One scene in director Alain Berliner's "Ma Vie En Rose" that really stuck with me after the viewing was the scene in which Ludovic disassociates from himself following the mock wedding he puts on with the neighbor boy. In the face of his mother's ire and the neighbor's fainting, Ludovic adapts a trick his grandmother taught him and closes his eyes, imaging the world is as he wishes it to be. This finds him flying, away from the troubles and up and out into the air... where he looks down and sees himself, being hauled across the lawn by his angry mother.
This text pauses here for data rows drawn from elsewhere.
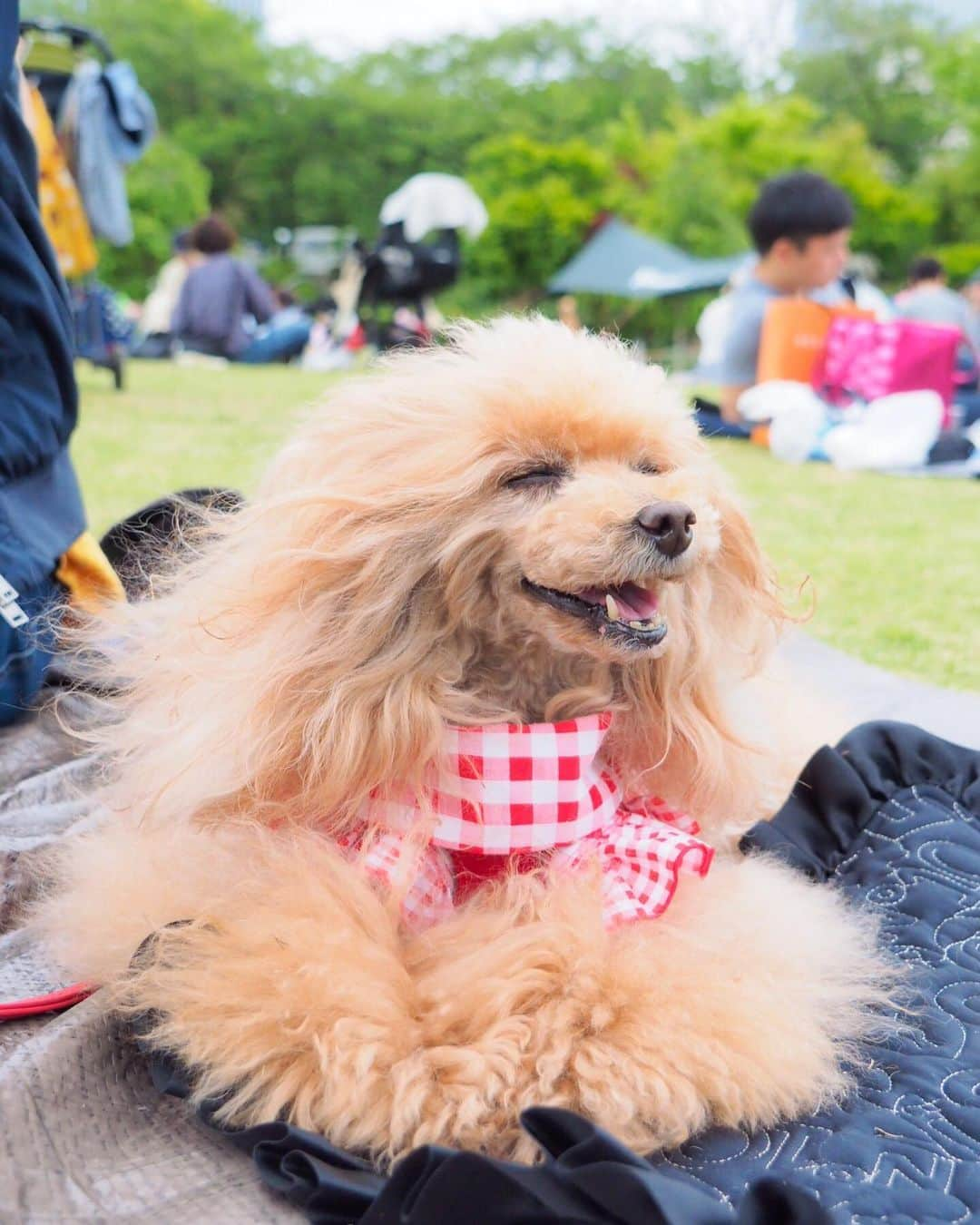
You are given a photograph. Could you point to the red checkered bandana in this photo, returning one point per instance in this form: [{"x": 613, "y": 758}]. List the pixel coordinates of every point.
[{"x": 533, "y": 789}]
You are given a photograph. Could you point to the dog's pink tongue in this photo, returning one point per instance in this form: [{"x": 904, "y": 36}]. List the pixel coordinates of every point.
[{"x": 634, "y": 603}]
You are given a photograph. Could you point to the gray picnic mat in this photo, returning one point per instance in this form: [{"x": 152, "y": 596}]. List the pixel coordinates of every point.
[{"x": 83, "y": 1133}]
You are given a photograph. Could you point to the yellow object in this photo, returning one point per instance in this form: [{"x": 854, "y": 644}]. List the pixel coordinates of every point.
[
  {"x": 62, "y": 209},
  {"x": 84, "y": 570}
]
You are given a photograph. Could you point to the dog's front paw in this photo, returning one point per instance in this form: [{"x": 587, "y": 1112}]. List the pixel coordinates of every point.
[{"x": 290, "y": 1002}]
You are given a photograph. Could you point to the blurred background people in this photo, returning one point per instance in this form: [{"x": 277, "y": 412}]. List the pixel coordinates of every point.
[{"x": 224, "y": 303}]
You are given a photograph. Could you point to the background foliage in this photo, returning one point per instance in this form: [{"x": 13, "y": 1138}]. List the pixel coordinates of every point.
[{"x": 554, "y": 124}]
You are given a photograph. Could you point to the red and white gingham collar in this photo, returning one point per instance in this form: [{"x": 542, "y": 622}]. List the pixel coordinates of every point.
[
  {"x": 517, "y": 789},
  {"x": 507, "y": 788}
]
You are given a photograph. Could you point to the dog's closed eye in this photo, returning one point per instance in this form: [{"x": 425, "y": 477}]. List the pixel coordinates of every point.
[{"x": 543, "y": 476}]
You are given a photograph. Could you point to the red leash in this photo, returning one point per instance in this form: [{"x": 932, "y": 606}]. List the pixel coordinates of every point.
[{"x": 55, "y": 1001}]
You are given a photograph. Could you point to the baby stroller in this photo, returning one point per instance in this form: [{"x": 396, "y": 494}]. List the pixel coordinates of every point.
[
  {"x": 403, "y": 275},
  {"x": 402, "y": 271},
  {"x": 54, "y": 52}
]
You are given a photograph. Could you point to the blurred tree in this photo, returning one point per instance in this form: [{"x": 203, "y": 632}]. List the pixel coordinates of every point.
[
  {"x": 879, "y": 65},
  {"x": 554, "y": 122},
  {"x": 542, "y": 199},
  {"x": 702, "y": 174}
]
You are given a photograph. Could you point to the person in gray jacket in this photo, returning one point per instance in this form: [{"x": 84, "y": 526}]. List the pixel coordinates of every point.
[{"x": 226, "y": 309}]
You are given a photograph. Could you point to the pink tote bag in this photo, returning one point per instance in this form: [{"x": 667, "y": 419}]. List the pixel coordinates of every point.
[{"x": 864, "y": 359}]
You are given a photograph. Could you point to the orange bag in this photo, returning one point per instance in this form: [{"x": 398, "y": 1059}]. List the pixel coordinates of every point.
[{"x": 794, "y": 333}]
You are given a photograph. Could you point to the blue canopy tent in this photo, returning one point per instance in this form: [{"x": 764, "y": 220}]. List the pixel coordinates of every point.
[{"x": 622, "y": 262}]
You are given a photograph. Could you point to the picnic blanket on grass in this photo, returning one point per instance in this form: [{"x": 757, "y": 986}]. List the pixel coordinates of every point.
[{"x": 892, "y": 816}]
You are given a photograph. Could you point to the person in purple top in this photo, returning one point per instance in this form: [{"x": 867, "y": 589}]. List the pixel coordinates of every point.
[{"x": 227, "y": 310}]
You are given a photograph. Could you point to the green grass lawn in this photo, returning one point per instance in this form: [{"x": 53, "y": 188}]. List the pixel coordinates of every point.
[{"x": 893, "y": 563}]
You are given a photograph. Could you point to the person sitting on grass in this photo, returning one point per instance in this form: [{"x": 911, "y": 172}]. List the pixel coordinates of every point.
[
  {"x": 223, "y": 296},
  {"x": 800, "y": 226}
]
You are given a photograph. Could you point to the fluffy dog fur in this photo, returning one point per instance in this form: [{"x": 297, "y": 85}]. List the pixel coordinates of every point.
[{"x": 314, "y": 651}]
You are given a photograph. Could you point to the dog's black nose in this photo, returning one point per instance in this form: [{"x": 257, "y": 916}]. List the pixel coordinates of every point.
[{"x": 669, "y": 524}]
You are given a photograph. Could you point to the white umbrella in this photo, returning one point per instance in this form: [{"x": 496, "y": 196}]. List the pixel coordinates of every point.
[{"x": 435, "y": 201}]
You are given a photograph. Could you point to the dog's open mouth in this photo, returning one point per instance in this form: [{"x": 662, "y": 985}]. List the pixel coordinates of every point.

He is promptly thrust back into his own body.
What is the significance of this scene?
For me, this image in "Ma Vie En Rose" was very powerful. We are witness to a division of self, a multiplicity of identity: Ludo's "idealized" self gazing down at the self, the identity, generated by his parents and the rest of the neighborhood. This "Ludo as spectator" looking down on "Ludo as spectacle" highlights the way in which Ludo is, as Michael Schiavi writes, "the object of perpetual observation" (9). It also begins the period described by Pollack in the Schiavi text in which "boys become extremely watchful, carefully monitoring how other boys act" (10). Ludo does this, watching his brothers closely and trying for a brief period to mimic them (even practicing in the mirror, what Schiavi calls a "Lacanian sketch") but when it fails, he quickly rejects this period which Pollack describes as so crucial. Because Ludo has no desire to be a boy: this crucial boy stage for him is nothing more than a phase.
What is the significance of this in light of Irigaray's "The Sex Which Is Not One?"
"'She' is indefinitely other in herself," writes Irigaray, describing the plight of the woman, a plight which Ludo is familiar with. Irigaray writes of women's use of language being not exactly what they mean, of discourse as disconnected from their true selves as a function of a gender role premised on an inherently flawed sexual role. Ludo's frustration with this phenomenon he cannot explain is evident in his neologism: after a biology discussion with his sister, he coins the term "girlboy" to describe himself. Yet even this term is a case in which the woman "steps ever so slightly aside from herself with a murmur, an exclamation, a whisper, a sentence left unfinished" (29). Ludo cannot just express his gender identity without addressing a role already assigned to him, one he is powerless to negate (Even in my post, lade with masculine pronouns) and therefore must account for in his linguistic attempts to establish a gender identity.